Texas Corporate directors and officers owe fiduciary duties of obedience, loyalty and due care to the corporation.  Gearhart Indus., Inc. v. Smith Intern., Inc., 741 F.2d 707, 719 (5th Cir. 1984); Loy v. Harter, 128 S.W.3d 397, 407 (Tex. App.—Texarkana 2004, pet. denied). In this context, directors and officers are probably most often found liable for violating the fiduciary duty of loyalty.

“The duty of loyalty dictates that a corporate officer or director must act in good faith and must not allow his or her personal interest to prevail over the interest of the corporation. The duty of loyalty is described as requiring an extreme measure of candor, unselfishness, and good faith on the part of the officer or director.” Loy v. Harter, supra, p. 407. “An officer or director is considered “interested” if he or she (1) makes a personal profit from a transaction by dealing with the corporation or usurps a corporate opportunity, (2) buys or sells assets of a corporation, (3) transacts business in his or her officer’s or director’s capacity with a second corporation of which he or she is also an officer or director or is significantly financially associated, or (4) transacts corporate business in his or her officer’s or director’s capacity with a family member.” Loy v. Harter, supra, pp. 407–08.

A Texas corporation can make these insider transactions valid by following proper corporate formalities. More specifically, Texas Business Organizations Code § 21.418 sets forth procedures that can be followed to authorize and make this type of transaction valid. In general, these procedures require full disclosure by the interested directors and officers as well as approval of the transaction by the disinterested directors or shareholders. Further, even if this approval is not obtained, the transaction will be deemed valid if it meets the fairness scrutiny of the statute. Additionally, shareholders of a privately held  corporation may  enter into a shareholder agreement governing these transactions (see Tex. Bus. & Org. Code § 21.101. In fact, the Texas Supreme Court in the recent case of Richie v. Rupe, 443 S.W.3d 856, 881 (Tex. 2014) seemed to encourage shareholder agreements.
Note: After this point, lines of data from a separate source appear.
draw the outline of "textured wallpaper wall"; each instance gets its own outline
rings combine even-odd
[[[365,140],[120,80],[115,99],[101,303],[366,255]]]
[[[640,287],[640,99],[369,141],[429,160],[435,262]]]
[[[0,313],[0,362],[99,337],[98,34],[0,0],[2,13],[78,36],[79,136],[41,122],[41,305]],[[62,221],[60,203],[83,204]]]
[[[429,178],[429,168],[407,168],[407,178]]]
In conclusion, Texas corporate officers and directors must strictly comply with their fiduciary duties including the duty of loyalty. These issues can be addressed in advance in a manner that will protect the officers and directors from liability and simultaneously benefit the corporation.  This may be done by following applicable  procedures set forth in the Texas Business Organizations Code or through a shareholder agreement. This is why it is important for corporations of all sizes to follow proper corporate formalities.